This contribution is called the posterior probability and is computed using Bayes' theorem. Each word in the email contributes to the email's spam probability, or only the most interesting words. For instance, Bayesian spam filters will typically have learned a very high spam probability for the words "Viagra" and "refinance", but a very low spam probability for words seen only in legitimate email, such as the names of friends and family members.Īfter training, the word probabilities (also known as likelihood functions) are used to compute the probability that an email with a particular set of words in it belongs to either category. For all words in each training email, the filter will adjust the probabilities that each word will appear in spam or legitimate email in its database. To train the filter, the user must manually indicate whether a new email is spam or not. The filter doesn't know these probabilities in advance, and must first be trained so it can build them up.
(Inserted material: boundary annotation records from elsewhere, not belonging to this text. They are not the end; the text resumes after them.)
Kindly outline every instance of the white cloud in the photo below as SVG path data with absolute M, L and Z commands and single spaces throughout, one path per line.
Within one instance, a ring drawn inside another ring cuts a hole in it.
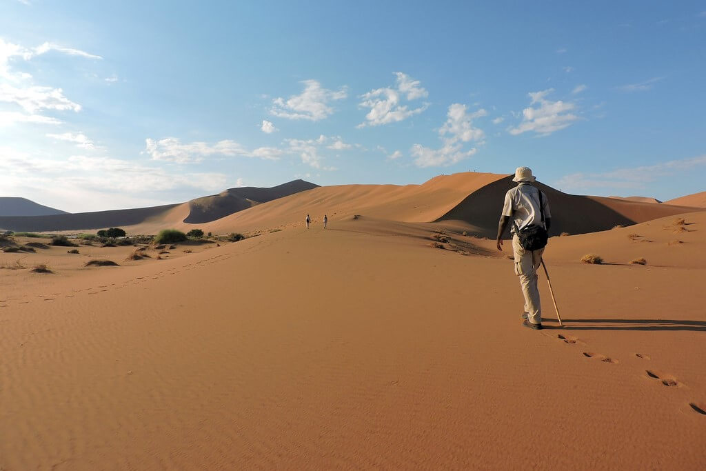
M 476 148 L 464 150 L 463 144 L 473 141 L 483 143 L 485 133 L 481 129 L 473 126 L 472 120 L 488 113 L 481 109 L 467 114 L 466 109 L 466 105 L 460 103 L 454 103 L 448 107 L 446 122 L 438 131 L 443 143 L 439 149 L 431 149 L 421 144 L 412 145 L 411 153 L 417 157 L 414 165 L 423 167 L 451 165 L 477 152 Z
M 584 91 L 587 88 L 588 88 L 588 87 L 587 87 L 583 83 L 581 83 L 580 85 L 578 85 L 575 87 L 574 87 L 574 89 L 573 90 L 571 90 L 571 94 L 572 95 L 576 95 L 577 93 L 580 93 L 581 92 Z
M 97 56 L 93 54 L 89 54 L 85 51 L 81 51 L 80 49 L 73 49 L 73 47 L 64 47 L 64 46 L 59 46 L 59 44 L 56 44 L 52 42 L 44 42 L 44 44 L 37 46 L 37 47 L 32 48 L 32 52 L 33 52 L 33 54 L 32 54 L 32 55 L 30 56 L 30 57 L 28 57 L 28 59 L 30 59 L 32 56 L 40 56 L 43 54 L 47 54 L 49 51 L 56 51 L 58 52 L 61 52 L 68 54 L 69 56 L 80 56 L 81 57 L 85 57 L 87 59 L 103 59 L 100 56 Z
M 86 137 L 83 133 L 63 133 L 61 134 L 47 134 L 47 137 L 56 139 L 58 141 L 65 141 L 72 142 L 83 149 L 92 150 L 95 148 L 93 141 Z
M 334 138 L 334 139 L 335 141 L 333 141 L 333 143 L 330 144 L 330 145 L 327 145 L 326 146 L 327 148 L 335 149 L 336 150 L 342 150 L 344 149 L 350 149 L 351 148 L 353 147 L 352 144 L 347 144 L 346 143 L 343 142 L 343 140 L 340 138 L 340 136 Z
M 61 124 L 56 118 L 40 114 L 26 114 L 20 112 L 0 112 L 0 127 L 16 123 L 35 123 L 37 124 Z
M 177 138 L 165 138 L 159 141 L 148 138 L 145 142 L 145 152 L 152 157 L 152 160 L 177 163 L 201 162 L 205 157 L 212 155 L 228 157 L 239 155 L 274 160 L 282 153 L 279 149 L 267 147 L 248 150 L 230 139 L 219 141 L 213 145 L 204 142 L 182 143 Z
M 273 124 L 272 121 L 268 121 L 267 119 L 263 119 L 263 124 L 260 126 L 260 129 L 262 130 L 265 134 L 272 134 L 273 132 L 277 131 L 277 128 Z
M 556 186 L 572 191 L 590 188 L 642 189 L 647 187 L 647 184 L 675 173 L 702 166 L 706 166 L 706 155 L 601 173 L 571 174 L 558 180 Z
M 419 81 L 412 80 L 402 72 L 395 72 L 395 75 L 397 80 L 394 88 L 377 88 L 360 95 L 363 101 L 359 106 L 370 108 L 370 111 L 365 116 L 366 121 L 358 125 L 359 128 L 403 121 L 429 107 L 429 103 L 413 109 L 409 109 L 406 105 L 401 105 L 401 95 L 405 95 L 407 100 L 413 100 L 427 97 L 429 93 L 420 86 Z
M 646 92 L 648 90 L 651 90 L 654 84 L 662 80 L 664 77 L 654 77 L 654 78 L 650 78 L 650 80 L 645 81 L 644 82 L 640 82 L 638 83 L 628 83 L 628 85 L 621 85 L 618 87 L 618 90 L 621 90 L 623 92 Z
M 306 80 L 304 91 L 301 95 L 295 95 L 287 100 L 282 97 L 273 100 L 273 107 L 270 112 L 273 115 L 289 119 L 309 119 L 319 121 L 333 113 L 329 102 L 343 100 L 348 96 L 345 88 L 338 91 L 323 88 L 315 80 Z
M 528 93 L 532 100 L 530 105 L 539 106 L 523 109 L 522 121 L 517 127 L 511 128 L 510 133 L 517 135 L 531 131 L 541 136 L 549 136 L 556 131 L 568 127 L 578 119 L 578 116 L 570 112 L 575 107 L 573 103 L 561 100 L 552 102 L 545 98 L 553 91 L 554 89 L 550 88 Z

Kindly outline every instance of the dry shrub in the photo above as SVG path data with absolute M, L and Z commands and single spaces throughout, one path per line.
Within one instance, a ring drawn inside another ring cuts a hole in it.
M 83 264 L 83 266 L 120 266 L 112 260 L 90 260 Z
M 603 263 L 603 258 L 595 254 L 587 254 L 581 257 L 582 263 L 590 263 L 591 265 L 601 265 Z
M 32 273 L 53 273 L 51 269 L 47 266 L 46 263 L 40 263 L 39 265 L 35 265 L 32 270 L 30 270 Z

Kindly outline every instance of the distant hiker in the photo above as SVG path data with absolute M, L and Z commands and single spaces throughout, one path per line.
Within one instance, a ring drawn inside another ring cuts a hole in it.
M 520 167 L 515 171 L 513 181 L 519 184 L 505 195 L 496 243 L 498 250 L 502 251 L 503 233 L 512 218 L 515 274 L 520 277 L 520 285 L 525 295 L 522 325 L 541 329 L 542 306 L 537 285 L 537 270 L 542 264 L 551 215 L 546 195 L 531 184 L 534 181 L 532 170 L 527 167 Z

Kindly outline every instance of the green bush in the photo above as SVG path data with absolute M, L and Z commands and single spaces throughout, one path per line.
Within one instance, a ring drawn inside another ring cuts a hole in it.
M 71 241 L 66 239 L 65 235 L 54 235 L 52 236 L 52 242 L 49 243 L 49 245 L 56 245 L 61 247 L 75 247 L 76 244 Z
M 155 242 L 157 244 L 174 244 L 186 240 L 186 234 L 176 229 L 164 229 L 155 236 Z
M 105 231 L 105 237 L 115 239 L 116 237 L 124 237 L 125 231 L 119 227 L 111 227 Z

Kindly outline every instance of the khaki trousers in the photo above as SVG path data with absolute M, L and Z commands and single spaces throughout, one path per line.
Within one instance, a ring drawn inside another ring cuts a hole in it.
M 515 274 L 520 277 L 520 285 L 525 295 L 525 312 L 533 324 L 542 323 L 542 304 L 539 289 L 537 285 L 537 270 L 542 265 L 544 249 L 526 251 L 520 244 L 520 238 L 513 236 L 513 255 L 515 256 Z

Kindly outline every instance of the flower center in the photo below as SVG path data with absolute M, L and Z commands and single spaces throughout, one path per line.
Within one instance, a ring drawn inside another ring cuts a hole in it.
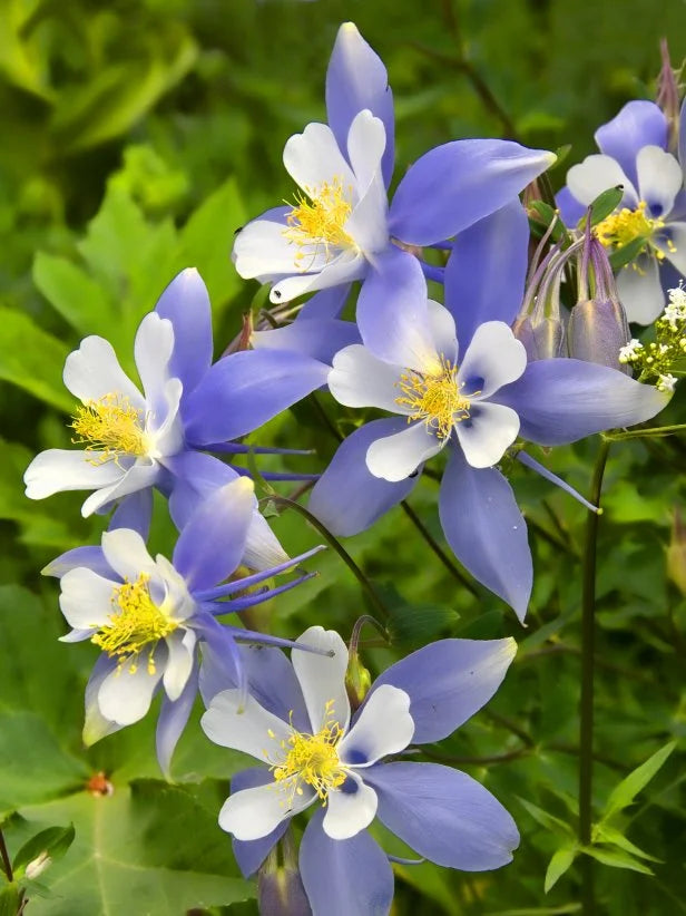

For instance, most email users will frequently encounter the word " Viagra" in spam email, but will seldom see it in other email. Particular words have particular probabilities of occurring in spam email and in legitimate email. CRM114, oft cited as a Bayesian filter, is not intended to use a Bayes filter in production, but includes the ″unigram″ feature for reference.
BOGOFILTER VS SPAMASSASSIN SOFTWARE
Server-side email filters, such as DSPAM, SpamAssassin, SpamBayes, Bogofilter and ASSP, make use of Bayesian spam filtering techniques, and the functionality is sometimes embedded within mail server software itself.
BOGOFILTER VS SPAMASSASSIN INSTALL
Users can also install separate email filtering programs. Many modern mail clients implement Bayesian spam filtering. Variants of the basic technique have been implemented in a number of research works and commercial software products. That work was soon thereafter deployed in commercial spam filters. The first scholarly publication on Bayesian spam filtering was by Sahami et al.

Although naive Bayesian filters did not become popular until later, multiple programs were released in 1998 to address the growing problem of unwanted email.